- Jerdacuttup
- Coordinates: 33°43′S 120°28′E﻿ / ﻿33.71°S 120.47°E
- Country: Australia
- State: Western Australia
- LGA(s): Shire of Ravensthorpe;
- Location: 584 km (363 mi) ESE of Perth; 43 km (27 mi) SE of Ravensthorpe;
- Established: 1966

Government
- • State electorate(s): Roe;
- • Federal division(s): O'Connor;

Area
- • Total: 1,200.5 km^{2} (463.5 sq mi)
- Elevation: 139 m (456 ft)

Population
- • Total(s): 183 (SAL 2021)
- Postcode: 6346
Localities around Jerdacuttup
| Ravensthorpe | Munglinup | Munglinup |
| Hopetoun | Jerdacuttup | Munglinup |
|  | Southern Ocean |  |

= Jerdacuttup, Western Australia =

Jerdacuttup /ˌdʒɜːrdə'kʌtʌp/ is a small town in Western Australia 584 km east-south-east of Perth between Ravensthorpe and Hopetoun in the Goldfields–Esperance region of Western Australia. At the 2006 census, Jerdacuttup had a population of six.

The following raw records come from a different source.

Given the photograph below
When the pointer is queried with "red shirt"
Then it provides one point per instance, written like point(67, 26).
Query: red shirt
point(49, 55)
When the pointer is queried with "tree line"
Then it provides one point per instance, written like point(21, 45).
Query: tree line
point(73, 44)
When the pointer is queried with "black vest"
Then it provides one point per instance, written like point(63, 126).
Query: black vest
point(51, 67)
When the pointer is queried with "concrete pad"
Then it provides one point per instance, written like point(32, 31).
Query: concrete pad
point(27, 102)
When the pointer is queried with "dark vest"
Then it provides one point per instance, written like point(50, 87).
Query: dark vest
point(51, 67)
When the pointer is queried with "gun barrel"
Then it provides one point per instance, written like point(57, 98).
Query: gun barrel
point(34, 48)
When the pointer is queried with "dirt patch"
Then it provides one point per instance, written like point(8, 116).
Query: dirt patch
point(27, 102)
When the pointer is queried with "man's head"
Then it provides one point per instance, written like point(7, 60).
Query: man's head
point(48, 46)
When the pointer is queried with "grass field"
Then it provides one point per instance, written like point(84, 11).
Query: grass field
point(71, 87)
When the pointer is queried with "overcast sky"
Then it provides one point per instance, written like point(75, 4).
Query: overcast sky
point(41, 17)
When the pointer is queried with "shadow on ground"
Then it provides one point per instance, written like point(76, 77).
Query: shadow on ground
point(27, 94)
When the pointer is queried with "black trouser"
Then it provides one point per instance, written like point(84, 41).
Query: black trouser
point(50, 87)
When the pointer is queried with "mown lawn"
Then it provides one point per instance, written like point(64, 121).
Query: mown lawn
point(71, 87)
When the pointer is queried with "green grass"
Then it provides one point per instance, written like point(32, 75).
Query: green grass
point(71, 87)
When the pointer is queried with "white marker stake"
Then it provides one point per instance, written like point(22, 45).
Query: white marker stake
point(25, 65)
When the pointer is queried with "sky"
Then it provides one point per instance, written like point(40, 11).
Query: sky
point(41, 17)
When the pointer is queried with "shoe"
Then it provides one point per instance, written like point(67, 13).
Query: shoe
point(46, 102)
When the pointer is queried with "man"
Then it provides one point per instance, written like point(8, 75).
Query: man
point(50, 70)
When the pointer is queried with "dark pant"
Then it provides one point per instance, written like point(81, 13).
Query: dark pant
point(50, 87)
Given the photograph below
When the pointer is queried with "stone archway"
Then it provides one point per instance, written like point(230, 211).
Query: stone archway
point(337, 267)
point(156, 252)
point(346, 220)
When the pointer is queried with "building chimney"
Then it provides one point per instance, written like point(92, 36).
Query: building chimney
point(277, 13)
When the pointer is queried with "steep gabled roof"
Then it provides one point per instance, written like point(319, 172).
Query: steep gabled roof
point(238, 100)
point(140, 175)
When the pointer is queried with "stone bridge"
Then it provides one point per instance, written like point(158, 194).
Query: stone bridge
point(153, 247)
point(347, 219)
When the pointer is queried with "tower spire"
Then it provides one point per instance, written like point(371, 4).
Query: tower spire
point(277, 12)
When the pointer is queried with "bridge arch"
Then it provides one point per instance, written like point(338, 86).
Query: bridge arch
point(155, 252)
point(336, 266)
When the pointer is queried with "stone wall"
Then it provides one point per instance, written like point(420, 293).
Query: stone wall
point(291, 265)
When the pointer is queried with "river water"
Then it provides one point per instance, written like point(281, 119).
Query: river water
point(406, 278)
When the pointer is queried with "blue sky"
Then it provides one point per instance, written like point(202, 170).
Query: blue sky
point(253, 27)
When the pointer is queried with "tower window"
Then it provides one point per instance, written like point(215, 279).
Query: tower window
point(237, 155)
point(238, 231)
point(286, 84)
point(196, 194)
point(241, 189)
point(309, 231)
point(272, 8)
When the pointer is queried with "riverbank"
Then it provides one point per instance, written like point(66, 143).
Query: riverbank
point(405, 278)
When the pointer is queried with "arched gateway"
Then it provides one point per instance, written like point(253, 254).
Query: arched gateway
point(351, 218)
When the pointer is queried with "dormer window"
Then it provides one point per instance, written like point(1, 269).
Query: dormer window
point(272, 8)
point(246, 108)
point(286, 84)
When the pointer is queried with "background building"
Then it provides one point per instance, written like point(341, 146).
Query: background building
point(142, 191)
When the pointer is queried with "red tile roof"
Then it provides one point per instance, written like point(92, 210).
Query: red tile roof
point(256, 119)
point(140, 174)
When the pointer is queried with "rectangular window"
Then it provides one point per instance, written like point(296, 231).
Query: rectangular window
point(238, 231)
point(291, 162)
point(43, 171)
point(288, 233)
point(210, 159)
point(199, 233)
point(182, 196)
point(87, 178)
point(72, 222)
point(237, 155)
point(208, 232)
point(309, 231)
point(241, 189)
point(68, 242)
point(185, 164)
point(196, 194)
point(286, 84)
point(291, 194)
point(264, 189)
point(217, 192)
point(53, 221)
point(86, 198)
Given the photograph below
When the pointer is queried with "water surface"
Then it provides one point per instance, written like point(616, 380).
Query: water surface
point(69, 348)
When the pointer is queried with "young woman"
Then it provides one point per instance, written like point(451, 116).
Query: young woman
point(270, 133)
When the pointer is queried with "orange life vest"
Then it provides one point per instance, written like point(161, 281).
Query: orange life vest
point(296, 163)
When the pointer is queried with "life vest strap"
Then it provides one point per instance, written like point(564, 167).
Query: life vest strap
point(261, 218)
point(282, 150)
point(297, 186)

John Forrest explored the area in 1870 and spelt the word as Jerdicutup; the area was later surveyed in 1875 by C Price who recorded the name of the area as Jerdicat and Verdicat. Jerdacuttup is an Aboriginal word of unknown meaning.

During the 1960s the south-east of Western Australia was opened for agricultural purposes and the town was developed as a supply centre for the region. The government gazetted the townsite in 1966. The dominant agricultural industry in the area is sheep grazing and cereal cropping with cattle grazing and lupin cropping to a lesser extent. The town is no longer a receival site for Cooperative Bulk Handling.

The Jerdacuttup River is situated about 16 km to the west of the townsite.

Australian underground band The Triffids referenced the town in the song "Jerdacuttup Man", from the album Calenture.